La prima era stata la vittoria ottenuta dal maggiore James W. Powell nei pressi di Fort Phil Kearny, Wyoming, il 2 agosto 1867. Con soli 32 uomini, armati di carabine “Springfield”, l’ufficiale aveva ripetutamente respinto centinaia di Sioux, uccidendone più di 40 e costringendo gli altri a ritirarsi con moltissimi feriti. La seconda era la strenua resistenza opposta per otto giorni dal maggiore George W. Forsyth e dai suoi 50 esploratori ad Arickaree Fork, nel Colorado orientale, contro circa 600 Cheyenne e Sioux. Anche in questo caso, nonostante l’esiguità dei difensori, gli Indiani erano stati costretti al ritiro con pesanti perdite, che superavano i 70 morti.


Il ritrovamento dei corpi di Kidder e del suo comando

Quali giustificazioni avrebbe potuto opporre Custer, di fronte a contestazioni che richiamassero un confronto con queste vicende?

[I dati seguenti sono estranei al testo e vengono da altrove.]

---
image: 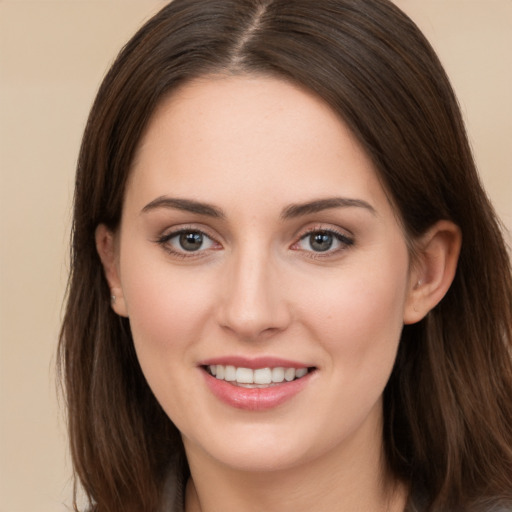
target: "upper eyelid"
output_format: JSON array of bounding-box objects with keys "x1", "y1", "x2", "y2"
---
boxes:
[
  {"x1": 299, "y1": 225, "x2": 352, "y2": 236},
  {"x1": 158, "y1": 224, "x2": 219, "y2": 241},
  {"x1": 293, "y1": 223, "x2": 354, "y2": 241},
  {"x1": 298, "y1": 229, "x2": 353, "y2": 243}
]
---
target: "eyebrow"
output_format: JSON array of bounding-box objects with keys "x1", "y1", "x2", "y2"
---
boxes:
[
  {"x1": 141, "y1": 195, "x2": 376, "y2": 219},
  {"x1": 281, "y1": 197, "x2": 376, "y2": 219},
  {"x1": 141, "y1": 196, "x2": 225, "y2": 218}
]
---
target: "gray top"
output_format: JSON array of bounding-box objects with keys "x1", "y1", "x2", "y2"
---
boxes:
[{"x1": 159, "y1": 459, "x2": 186, "y2": 512}]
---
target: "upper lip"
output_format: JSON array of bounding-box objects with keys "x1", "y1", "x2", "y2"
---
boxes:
[{"x1": 199, "y1": 356, "x2": 313, "y2": 369}]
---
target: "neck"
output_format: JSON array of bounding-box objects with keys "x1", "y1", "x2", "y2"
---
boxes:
[{"x1": 183, "y1": 418, "x2": 407, "y2": 512}]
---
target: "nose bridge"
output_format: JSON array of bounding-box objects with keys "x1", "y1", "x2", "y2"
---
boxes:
[{"x1": 218, "y1": 240, "x2": 290, "y2": 339}]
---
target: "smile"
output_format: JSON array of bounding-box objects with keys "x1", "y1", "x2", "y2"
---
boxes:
[
  {"x1": 201, "y1": 360, "x2": 316, "y2": 411},
  {"x1": 206, "y1": 365, "x2": 311, "y2": 388}
]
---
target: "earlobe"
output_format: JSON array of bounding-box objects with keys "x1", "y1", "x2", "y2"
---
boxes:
[
  {"x1": 95, "y1": 224, "x2": 129, "y2": 317},
  {"x1": 403, "y1": 220, "x2": 462, "y2": 325}
]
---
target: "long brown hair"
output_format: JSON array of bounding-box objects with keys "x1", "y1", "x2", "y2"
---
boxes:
[{"x1": 59, "y1": 1, "x2": 512, "y2": 510}]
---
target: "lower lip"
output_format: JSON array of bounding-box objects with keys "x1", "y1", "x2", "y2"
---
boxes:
[{"x1": 202, "y1": 370, "x2": 314, "y2": 411}]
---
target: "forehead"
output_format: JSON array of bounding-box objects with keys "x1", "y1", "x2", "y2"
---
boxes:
[
  {"x1": 132, "y1": 74, "x2": 356, "y2": 165},
  {"x1": 126, "y1": 74, "x2": 391, "y2": 217}
]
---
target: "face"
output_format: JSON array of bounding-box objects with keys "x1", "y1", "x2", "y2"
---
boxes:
[{"x1": 105, "y1": 75, "x2": 416, "y2": 473}]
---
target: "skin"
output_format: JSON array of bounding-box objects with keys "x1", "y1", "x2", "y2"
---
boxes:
[{"x1": 97, "y1": 75, "x2": 461, "y2": 512}]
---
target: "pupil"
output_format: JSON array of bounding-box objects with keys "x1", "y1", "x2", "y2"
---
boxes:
[
  {"x1": 180, "y1": 232, "x2": 203, "y2": 251},
  {"x1": 311, "y1": 232, "x2": 333, "y2": 252}
]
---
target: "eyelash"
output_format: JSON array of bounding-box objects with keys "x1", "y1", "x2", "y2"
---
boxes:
[
  {"x1": 155, "y1": 227, "x2": 220, "y2": 259},
  {"x1": 292, "y1": 227, "x2": 354, "y2": 258},
  {"x1": 155, "y1": 226, "x2": 354, "y2": 259}
]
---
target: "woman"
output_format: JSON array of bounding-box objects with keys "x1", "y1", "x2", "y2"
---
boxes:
[{"x1": 59, "y1": 0, "x2": 512, "y2": 511}]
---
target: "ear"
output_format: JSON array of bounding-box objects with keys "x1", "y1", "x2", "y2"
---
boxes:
[
  {"x1": 403, "y1": 220, "x2": 462, "y2": 325},
  {"x1": 95, "y1": 224, "x2": 129, "y2": 317}
]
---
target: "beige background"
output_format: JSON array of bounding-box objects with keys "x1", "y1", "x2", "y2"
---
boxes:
[{"x1": 0, "y1": 1, "x2": 510, "y2": 511}]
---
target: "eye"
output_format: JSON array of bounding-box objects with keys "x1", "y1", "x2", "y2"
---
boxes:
[
  {"x1": 157, "y1": 228, "x2": 219, "y2": 255},
  {"x1": 175, "y1": 231, "x2": 210, "y2": 252},
  {"x1": 294, "y1": 229, "x2": 354, "y2": 254}
]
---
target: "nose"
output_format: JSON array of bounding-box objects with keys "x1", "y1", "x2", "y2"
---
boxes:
[{"x1": 216, "y1": 246, "x2": 292, "y2": 341}]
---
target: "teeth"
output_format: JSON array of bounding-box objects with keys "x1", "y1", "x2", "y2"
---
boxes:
[
  {"x1": 208, "y1": 365, "x2": 310, "y2": 385},
  {"x1": 271, "y1": 367, "x2": 285, "y2": 383},
  {"x1": 224, "y1": 365, "x2": 236, "y2": 382},
  {"x1": 236, "y1": 367, "x2": 254, "y2": 384},
  {"x1": 254, "y1": 368, "x2": 272, "y2": 384},
  {"x1": 295, "y1": 368, "x2": 308, "y2": 378},
  {"x1": 284, "y1": 368, "x2": 295, "y2": 382}
]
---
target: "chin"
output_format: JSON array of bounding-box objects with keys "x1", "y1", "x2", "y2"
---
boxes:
[
  {"x1": 182, "y1": 416, "x2": 356, "y2": 475},
  {"x1": 196, "y1": 438, "x2": 317, "y2": 473}
]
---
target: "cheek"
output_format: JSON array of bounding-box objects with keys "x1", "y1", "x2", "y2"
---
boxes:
[
  {"x1": 288, "y1": 256, "x2": 409, "y2": 444},
  {"x1": 305, "y1": 283, "x2": 406, "y2": 380},
  {"x1": 119, "y1": 249, "x2": 217, "y2": 361},
  {"x1": 118, "y1": 255, "x2": 218, "y2": 425},
  {"x1": 297, "y1": 244, "x2": 410, "y2": 379}
]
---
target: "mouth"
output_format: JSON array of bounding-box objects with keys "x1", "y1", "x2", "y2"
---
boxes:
[
  {"x1": 199, "y1": 357, "x2": 317, "y2": 410},
  {"x1": 203, "y1": 364, "x2": 316, "y2": 388}
]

Probabilmente nessuna. Inoltre gli Stati Uniti stavano per celebrare il loro primo centenario dell’indipendenza e l’amministrazione Grant, dopo le recenti disavventure politiche, aveva bisogno di un’affermazione prestigiosa. Era ovvio che, non essendovi in corso delle guerre ufficialmente dichiarate, l’unica opportunità risiedesse nella rapida sottomissione dei ribelli indiani di Toro Seduto.

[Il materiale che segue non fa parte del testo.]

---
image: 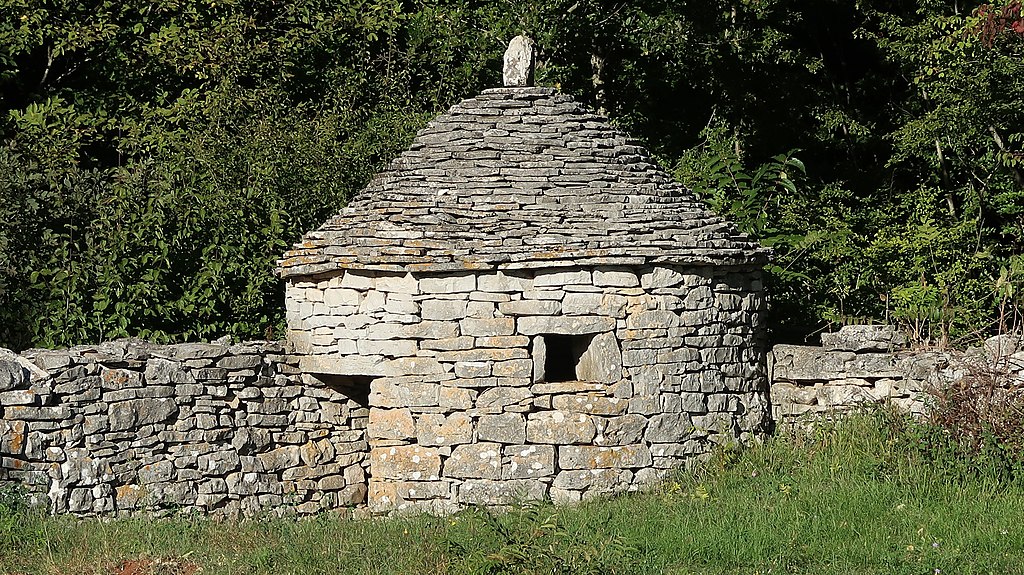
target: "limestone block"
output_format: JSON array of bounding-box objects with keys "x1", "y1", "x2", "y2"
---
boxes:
[
  {"x1": 526, "y1": 411, "x2": 595, "y2": 444},
  {"x1": 0, "y1": 389, "x2": 35, "y2": 406},
  {"x1": 257, "y1": 445, "x2": 300, "y2": 472},
  {"x1": 644, "y1": 413, "x2": 693, "y2": 443},
  {"x1": 324, "y1": 288, "x2": 361, "y2": 307},
  {"x1": 420, "y1": 275, "x2": 476, "y2": 294},
  {"x1": 557, "y1": 444, "x2": 652, "y2": 469},
  {"x1": 460, "y1": 317, "x2": 515, "y2": 337},
  {"x1": 422, "y1": 300, "x2": 469, "y2": 321},
  {"x1": 375, "y1": 273, "x2": 419, "y2": 294},
  {"x1": 366, "y1": 321, "x2": 459, "y2": 340},
  {"x1": 393, "y1": 481, "x2": 451, "y2": 500},
  {"x1": 770, "y1": 382, "x2": 818, "y2": 406},
  {"x1": 0, "y1": 420, "x2": 27, "y2": 456},
  {"x1": 554, "y1": 468, "x2": 631, "y2": 491},
  {"x1": 478, "y1": 272, "x2": 532, "y2": 292},
  {"x1": 596, "y1": 414, "x2": 647, "y2": 445},
  {"x1": 640, "y1": 267, "x2": 685, "y2": 289},
  {"x1": 593, "y1": 268, "x2": 639, "y2": 287},
  {"x1": 517, "y1": 316, "x2": 615, "y2": 336},
  {"x1": 455, "y1": 362, "x2": 491, "y2": 378},
  {"x1": 0, "y1": 350, "x2": 26, "y2": 391},
  {"x1": 576, "y1": 332, "x2": 623, "y2": 383},
  {"x1": 340, "y1": 271, "x2": 376, "y2": 290},
  {"x1": 421, "y1": 336, "x2": 475, "y2": 351},
  {"x1": 820, "y1": 324, "x2": 906, "y2": 352},
  {"x1": 534, "y1": 269, "x2": 590, "y2": 287},
  {"x1": 371, "y1": 445, "x2": 441, "y2": 481},
  {"x1": 682, "y1": 286, "x2": 714, "y2": 309},
  {"x1": 357, "y1": 339, "x2": 418, "y2": 358},
  {"x1": 369, "y1": 381, "x2": 439, "y2": 408},
  {"x1": 497, "y1": 300, "x2": 561, "y2": 316},
  {"x1": 368, "y1": 408, "x2": 416, "y2": 440},
  {"x1": 531, "y1": 381, "x2": 605, "y2": 394},
  {"x1": 476, "y1": 335, "x2": 531, "y2": 348},
  {"x1": 459, "y1": 479, "x2": 546, "y2": 505},
  {"x1": 359, "y1": 291, "x2": 387, "y2": 314},
  {"x1": 478, "y1": 413, "x2": 526, "y2": 444},
  {"x1": 626, "y1": 310, "x2": 680, "y2": 329},
  {"x1": 231, "y1": 427, "x2": 271, "y2": 454},
  {"x1": 504, "y1": 444, "x2": 554, "y2": 479},
  {"x1": 466, "y1": 301, "x2": 496, "y2": 318},
  {"x1": 439, "y1": 387, "x2": 474, "y2": 410},
  {"x1": 549, "y1": 487, "x2": 581, "y2": 505},
  {"x1": 476, "y1": 387, "x2": 532, "y2": 409},
  {"x1": 551, "y1": 394, "x2": 627, "y2": 415},
  {"x1": 198, "y1": 450, "x2": 241, "y2": 475},
  {"x1": 436, "y1": 348, "x2": 528, "y2": 363},
  {"x1": 444, "y1": 442, "x2": 502, "y2": 479},
  {"x1": 381, "y1": 357, "x2": 445, "y2": 376},
  {"x1": 416, "y1": 413, "x2": 472, "y2": 446},
  {"x1": 492, "y1": 359, "x2": 533, "y2": 378},
  {"x1": 107, "y1": 398, "x2": 178, "y2": 432},
  {"x1": 522, "y1": 289, "x2": 564, "y2": 300},
  {"x1": 502, "y1": 35, "x2": 535, "y2": 87},
  {"x1": 384, "y1": 296, "x2": 419, "y2": 315}
]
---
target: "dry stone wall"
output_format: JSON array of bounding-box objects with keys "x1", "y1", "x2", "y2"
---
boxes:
[
  {"x1": 285, "y1": 264, "x2": 768, "y2": 514},
  {"x1": 770, "y1": 325, "x2": 1024, "y2": 427},
  {"x1": 0, "y1": 341, "x2": 367, "y2": 517}
]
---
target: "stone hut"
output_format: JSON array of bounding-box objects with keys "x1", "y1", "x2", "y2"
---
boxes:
[{"x1": 278, "y1": 40, "x2": 769, "y2": 514}]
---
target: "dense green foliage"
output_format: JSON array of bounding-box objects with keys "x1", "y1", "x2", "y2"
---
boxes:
[
  {"x1": 3, "y1": 412, "x2": 1024, "y2": 574},
  {"x1": 1, "y1": 0, "x2": 1023, "y2": 348}
]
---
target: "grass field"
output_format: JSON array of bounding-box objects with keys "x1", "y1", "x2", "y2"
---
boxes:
[{"x1": 3, "y1": 411, "x2": 1023, "y2": 575}]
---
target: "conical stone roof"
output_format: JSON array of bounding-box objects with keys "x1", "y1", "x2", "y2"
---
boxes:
[{"x1": 278, "y1": 87, "x2": 767, "y2": 279}]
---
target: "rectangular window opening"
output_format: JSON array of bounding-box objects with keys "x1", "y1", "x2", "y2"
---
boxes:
[
  {"x1": 316, "y1": 374, "x2": 373, "y2": 407},
  {"x1": 542, "y1": 334, "x2": 596, "y2": 383}
]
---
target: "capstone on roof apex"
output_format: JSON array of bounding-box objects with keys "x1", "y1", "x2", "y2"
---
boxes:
[{"x1": 503, "y1": 35, "x2": 536, "y2": 87}]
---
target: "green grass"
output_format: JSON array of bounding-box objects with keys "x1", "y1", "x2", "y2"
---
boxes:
[{"x1": 3, "y1": 412, "x2": 1024, "y2": 575}]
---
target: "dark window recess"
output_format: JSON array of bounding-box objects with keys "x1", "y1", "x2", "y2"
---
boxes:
[
  {"x1": 543, "y1": 334, "x2": 595, "y2": 382},
  {"x1": 317, "y1": 374, "x2": 373, "y2": 407}
]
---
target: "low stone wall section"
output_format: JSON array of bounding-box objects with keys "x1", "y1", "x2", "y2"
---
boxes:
[
  {"x1": 0, "y1": 341, "x2": 367, "y2": 517},
  {"x1": 770, "y1": 325, "x2": 1024, "y2": 426}
]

Nessuno avrebbe perdonato Custer se questi non avesse attaccato, come è altrettanto vero che nessuno l’avrebbe giustificato in caso di sconfitta o, peggio ancora, di ritirata.
Lo stesso Terry, nel suo rapporto al generale Sheridan in merito al massacro di Little Big Horn, scrisse che: “Custer…pensò che gli Indiani fuggissero. Nel timore che potessero allontanarsi, decise di attaccarli”. Ma non si trattò di una paura infondata da parte del “generale”. Il tenente Charles Varnum, comandante delle guide, dichiarò infatti: “Sapevamo che (i Sioux) avevano scoperto il comando di Custer, perciò li osservavamo. La costa sulla quale eravamo noi era più in basso della loro. Cavalcavamo tranquilli, quando ad un tratto scomparvero. Erano evidentemente corsi a dare l’allarme al loro campo, lasciando un uomo di guardia alla colonna”.
D’altronde, il sospetto di essere stati avvistati dagli Indiani divenne una certezza quando il capitano George W. Yates della compagnia F riferì a Custer che i suoi uomini avevano scoperto alcuni Sioux a rovistare fra i pacchi di gallette persi dai muli in movimento. Naturalmente, gli Indiani erano fuggiti non appena avevano visto i soldati tornare sui loro passi, andando certamente a riferire l’accaduto al loro villaggio. Infine, il generale Sherman, comandante supremo dell’esercito, dichiarò qualche tempo dopo che Custer, una volta avvistato il grande accampamento indiano, “non aveva altra scelta che attaccarlo”.
Ha ancora senso sostenere che Custer potesse decidere di aspettare, mandando a chiamare i rinforzi del colonnello Gibbon, che sarebbero apparsi all’orizzonte soltanto due giorni dopo?